I’ll wrap it up here, as this post is getting pretty long (congrats to those who made it this far – way beyond the attention-span of the average internet reader, as many cognitive studies have argued….). I will return to Anarchy  later, which is technically beyond the scope of Cage’s “primary” publications. The title X was determined in the same matter as M, signifying as Cage sees it, “the unknown, where poetry lives, tomorrow, I hope, as it does today, where what you see, framed or unframed, is art (cf. photography), where what you hear on or off the record is music.”
            I will note one thing here regarding the later writings. Despite the discursive nature of Cage’s many allusions and references, throughout his career there are a number of core beliefs that never changed, even as Cage was in his seventies. Here and elsewhere, Cage returns again to the idea of exemplification, the physical characteristics of sound, and method. I’ll end with this:

X, then, as I write in the Diary (CCXXIV, 6th remark), is one book, the most recent, in an ongoing series: to find a way of writing which comes from ideas, is not about them, but which produces them

I can only hope that this project does something similar.

Richard Brown
Los Angeles, CA
September 5, 2011

3 comments:

Joseph Zitt said...

Wonderful stuff! I look forward to reading this over the course of the year.

Two questions, though:

1. As a lay non-musicologist, I can't figure this sentence out:

Much of this comes from critic Peter Bürger’s 1974 Theory of The Avant-Garde, where the activities of postwar artists like Cage, in particular the Dada elements of experimental music, are read from a materialist and social criticism that views their recapitulation of the prewar, or “historical” avant-garde strategies as an institutionalization of the societal critique that the original works were meant to attack, arguing that, “in a changed context, the resumption of avant-gardist intentions with the means of avant-gardism can no longer even have the limited effectiveness the historical avant-gardes achieved.”

Could you translate it?

2. You mention "(Jackson Mac Low, whose personal correspondence with Cage is some of the most touching yet disheartening that I have read)". I'm curious about this, and hope you'll say more.

Richard H. Brown said...

Hi Joseph,

Thanks for the comments!
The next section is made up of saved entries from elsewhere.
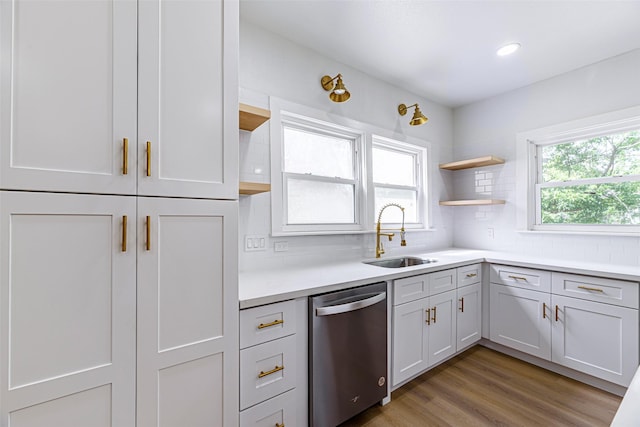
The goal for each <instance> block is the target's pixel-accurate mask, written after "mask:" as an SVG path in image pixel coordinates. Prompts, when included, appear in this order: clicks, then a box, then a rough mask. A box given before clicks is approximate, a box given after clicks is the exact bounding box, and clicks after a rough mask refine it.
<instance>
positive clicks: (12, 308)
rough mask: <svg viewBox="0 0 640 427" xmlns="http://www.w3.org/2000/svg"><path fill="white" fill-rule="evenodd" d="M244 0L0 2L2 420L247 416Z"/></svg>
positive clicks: (0, 246) (148, 423)
mask: <svg viewBox="0 0 640 427" xmlns="http://www.w3.org/2000/svg"><path fill="white" fill-rule="evenodd" d="M237 52H238V3H237V0H138V1H136V0H92V1H63V0H49V1H36V0H0V143H1V144H0V256H1V258H0V426H2V427H6V426H11V427H36V426H70V427H75V426H82V427H94V426H96V427H101V426H112V427H121V426H123V427H124V426H139V427H146V426H165V427H173V426H193V427H198V426H231V425H237V424H238V302H237V210H238V207H237V198H238V148H237V139H238V101H237V66H238V65H237Z"/></svg>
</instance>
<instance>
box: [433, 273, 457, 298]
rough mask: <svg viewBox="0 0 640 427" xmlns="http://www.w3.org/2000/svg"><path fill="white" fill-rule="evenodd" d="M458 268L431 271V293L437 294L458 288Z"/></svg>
mask: <svg viewBox="0 0 640 427" xmlns="http://www.w3.org/2000/svg"><path fill="white" fill-rule="evenodd" d="M456 280H457V276H456V270H455V268H452V269H451V270H444V271H436V272H435V273H429V295H436V294H440V293H442V292H446V291H450V290H452V289H455V288H456Z"/></svg>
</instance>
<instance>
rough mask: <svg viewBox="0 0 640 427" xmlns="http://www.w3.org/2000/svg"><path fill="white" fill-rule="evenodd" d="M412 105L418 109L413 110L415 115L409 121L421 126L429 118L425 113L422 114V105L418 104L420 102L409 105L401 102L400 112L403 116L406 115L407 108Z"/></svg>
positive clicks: (402, 115) (406, 112)
mask: <svg viewBox="0 0 640 427" xmlns="http://www.w3.org/2000/svg"><path fill="white" fill-rule="evenodd" d="M411 107H416V109H415V110H414V111H413V117H412V118H411V121H410V122H409V124H410V125H411V126H419V125H421V124H424V123H426V122H427V120H429V119H427V118H426V117H425V115H424V114H422V111H420V107H419V106H418V104H413V105H409V106H408V107H407V106H406V105H404V104H400V105H398V113H400V115H401V116H404V115H405V114H407V109H409V108H411Z"/></svg>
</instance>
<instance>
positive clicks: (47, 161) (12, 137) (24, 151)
mask: <svg viewBox="0 0 640 427" xmlns="http://www.w3.org/2000/svg"><path fill="white" fill-rule="evenodd" d="M136 37H137V36H136V1H135V0H98V1H86V2H85V1H27V0H14V1H2V2H0V53H1V56H0V146H1V148H0V188H4V189H28V190H46V191H68V192H91V193H117V194H135V191H136V176H135V171H134V168H135V165H136V161H137V160H136V150H135V139H136V78H137V75H136V52H137V47H136ZM125 138H127V139H128V144H129V146H130V149H129V152H128V156H127V155H126V154H125V152H124V146H125V144H124V139H125ZM126 157H128V159H127V158H126ZM125 160H128V163H129V169H130V171H129V173H128V174H127V175H125V174H124V173H123V172H124V171H123V168H125V166H124V163H125Z"/></svg>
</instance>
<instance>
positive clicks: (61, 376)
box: [0, 191, 136, 427]
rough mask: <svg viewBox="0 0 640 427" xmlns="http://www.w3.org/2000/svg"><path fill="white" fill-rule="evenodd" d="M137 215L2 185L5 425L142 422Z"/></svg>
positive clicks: (112, 205)
mask: <svg viewBox="0 0 640 427" xmlns="http://www.w3.org/2000/svg"><path fill="white" fill-rule="evenodd" d="M135 216H136V206H135V199H134V198H130V197H123V196H93V195H78V194H47V193H36V192H9V191H0V272H1V275H0V425H2V426H8V425H11V426H21V427H22V426H41V425H51V426H53V425H76V426H110V425H113V426H133V425H135V410H136V409H135V386H136V385H135V372H136V350H135V349H136V330H135V323H136V318H135V317H136V273H135V272H136V235H135V229H136V228H135V222H136V220H135ZM123 218H128V221H127V222H126V226H125V223H124V221H123Z"/></svg>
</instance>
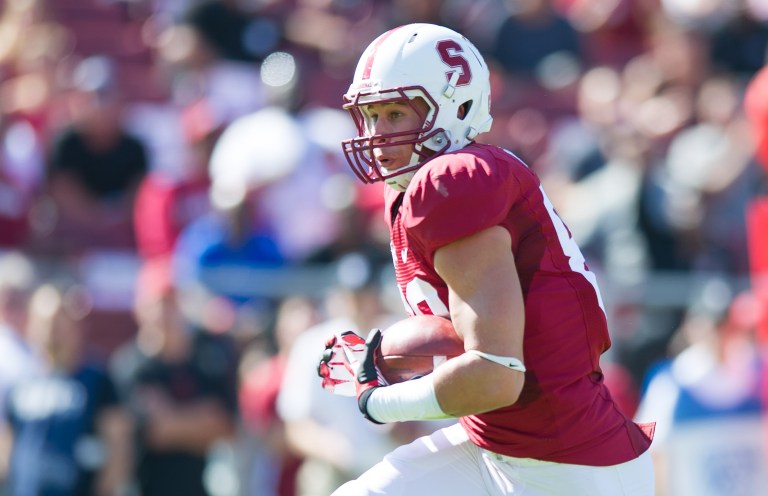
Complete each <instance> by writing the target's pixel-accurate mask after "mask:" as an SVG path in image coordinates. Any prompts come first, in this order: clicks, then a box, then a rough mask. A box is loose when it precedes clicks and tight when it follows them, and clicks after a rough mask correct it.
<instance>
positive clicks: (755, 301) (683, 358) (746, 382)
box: [637, 279, 768, 496]
mask: <svg viewBox="0 0 768 496" xmlns="http://www.w3.org/2000/svg"><path fill="white" fill-rule="evenodd" d="M758 312H759V307H758V306H757V305H756V300H755V299H754V298H753V297H752V296H751V295H750V294H749V293H741V294H739V295H737V296H736V297H735V298H733V297H732V294H731V289H730V288H729V287H728V285H727V284H725V282H724V281H722V280H719V279H715V280H712V281H708V282H707V283H705V284H703V285H702V286H701V287H700V291H699V294H698V295H697V297H696V298H695V300H694V302H693V303H692V305H691V307H690V308H689V311H688V313H687V315H686V318H685V320H684V322H683V324H682V326H681V328H680V330H679V333H678V336H677V338H678V342H677V343H676V345H677V350H675V349H674V347H673V353H674V352H676V351H679V353H676V356H674V358H671V359H669V360H665V361H663V362H661V363H660V364H658V365H657V366H655V367H653V368H652V369H650V371H649V373H648V377H647V386H646V387H645V390H644V393H643V397H642V401H641V404H640V407H639V411H638V413H637V419H639V420H641V421H642V420H643V419H646V420H647V419H654V420H655V421H656V422H657V424H656V425H657V430H656V437H655V438H654V443H653V446H652V447H651V449H652V450H653V455H654V459H655V462H656V465H657V471H656V479H657V483H658V495H659V496H677V495H683V494H685V495H688V494H696V495H698V496H709V495H712V496H715V495H722V494H728V495H733V496H752V495H755V494H766V492H767V491H768V471H766V469H765V467H766V463H767V462H768V459H766V445H765V432H764V428H763V425H764V416H765V414H764V408H763V404H762V394H763V391H764V385H763V382H764V380H765V377H766V375H765V373H766V370H765V363H764V360H763V358H762V357H761V356H760V353H759V351H758V348H757V347H756V346H755V341H754V338H755V335H754V331H755V325H756V322H757V318H758Z"/></svg>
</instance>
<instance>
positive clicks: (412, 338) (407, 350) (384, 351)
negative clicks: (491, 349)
mask: <svg viewBox="0 0 768 496" xmlns="http://www.w3.org/2000/svg"><path fill="white" fill-rule="evenodd" d="M462 353H464V343H463V342H462V340H461V338H460V337H459V335H458V334H456V330H455V329H454V328H453V324H451V321H450V320H448V319H446V318H443V317H436V316H434V315H417V316H414V317H408V318H406V319H403V320H400V321H398V322H395V323H394V324H392V325H391V326H390V327H388V328H387V329H385V330H384V331H383V332H382V337H381V344H380V346H379V349H378V350H377V354H376V366H377V367H378V368H379V371H381V374H382V375H383V376H384V379H386V381H387V382H388V383H389V384H397V383H398V382H403V381H407V380H409V379H412V378H414V377H417V376H422V375H426V374H428V373H430V372H432V370H434V368H435V367H437V366H438V365H440V364H441V363H443V362H445V361H446V360H448V359H449V358H453V357H455V356H458V355H461V354H462Z"/></svg>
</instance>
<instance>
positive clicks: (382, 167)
mask: <svg viewBox="0 0 768 496" xmlns="http://www.w3.org/2000/svg"><path fill="white" fill-rule="evenodd" d="M362 110H363V115H364V116H365V122H366V125H367V128H368V133H369V134H370V135H371V136H376V135H391V134H400V135H399V136H396V137H390V138H379V139H374V148H373V157H374V159H376V162H378V164H379V166H380V167H382V168H383V169H386V170H388V171H393V170H397V169H399V168H401V167H405V166H406V165H408V164H409V163H410V161H411V154H412V153H413V143H408V144H403V145H399V146H398V145H395V146H392V144H393V143H397V142H400V141H405V140H413V139H414V138H416V137H417V136H418V131H419V130H420V129H421V127H422V125H423V123H424V118H425V116H426V115H427V111H428V110H429V107H428V106H427V104H426V103H425V102H424V101H422V100H421V99H418V98H417V99H414V100H410V101H403V102H390V103H377V104H373V105H368V106H366V107H364V108H363V109H362ZM409 131H413V133H409ZM375 145H387V146H380V147H377V146H375Z"/></svg>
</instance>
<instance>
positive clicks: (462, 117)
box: [456, 100, 472, 121]
mask: <svg viewBox="0 0 768 496" xmlns="http://www.w3.org/2000/svg"><path fill="white" fill-rule="evenodd" d="M471 108H472V100H467V101H466V102H464V103H462V104H461V105H459V109H458V110H457V111H456V117H458V118H459V120H462V121H463V120H464V119H465V118H466V117H467V116H468V115H469V110H470V109H471Z"/></svg>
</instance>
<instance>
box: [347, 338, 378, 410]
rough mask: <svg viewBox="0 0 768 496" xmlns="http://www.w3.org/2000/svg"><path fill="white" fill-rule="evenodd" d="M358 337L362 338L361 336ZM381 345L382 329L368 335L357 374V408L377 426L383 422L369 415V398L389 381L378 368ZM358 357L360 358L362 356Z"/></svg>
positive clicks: (356, 378) (358, 365)
mask: <svg viewBox="0 0 768 496" xmlns="http://www.w3.org/2000/svg"><path fill="white" fill-rule="evenodd" d="M355 336H357V335H355ZM357 337H358V338H360V336H357ZM360 339H362V338H360ZM380 344H381V329H373V330H372V331H371V332H370V334H368V339H367V340H365V342H364V346H365V349H364V353H363V354H362V361H360V363H359V364H358V366H357V373H356V374H355V392H356V394H357V406H358V407H359V408H360V411H361V412H362V414H363V416H364V417H365V418H367V419H368V420H370V421H371V422H373V423H375V424H381V423H382V422H379V421H378V420H376V419H374V418H373V417H371V416H370V414H369V413H368V407H367V405H368V398H369V397H370V396H371V394H373V391H374V390H375V389H376V388H378V387H382V386H386V385H387V381H385V380H384V378H383V377H382V376H381V373H380V372H379V369H378V368H377V367H376V360H375V357H376V350H377V349H378V348H379V345H380ZM345 351H346V348H345ZM357 356H358V357H359V356H361V355H357Z"/></svg>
Here are some responses:

1. Apologies for the thick language, I am happy to read through it more, as it were. Essentially, we are dealing with the reappropriation of an earlier style - think of vintage or throwback references in popular culture. Burger's critique is that, on one level, any repetition of an old strategy loses its power because someone already did it. On another level, Dada as a form was meant to upset all meaning - actions and events were chaotic and upsetting to the normal audience boundaries, and in turn, to the concept of art as a whole. By "institutionalizing" these actions in the postwar period, meaning that Cage and others performed works in colleges, museums, and concert halls, they were doing exactly what Dada meant to destroy and,(this is where it gets dense) the use of Dada techniques in this setting was antithetical to what Dada meant in the first place. This is kind of a circular argument; I'll try to explain it more later.

2. The Mac Low papers are at the Mandeville Special Collections library at the University of California, San Diego. I'll be sure to go through them a bit more later in the year.

Best,

Richard

Joseph Zitt said...

Thanks! This is a lot clearer. Looking forward to reading more (including the new post, which I'll read right now).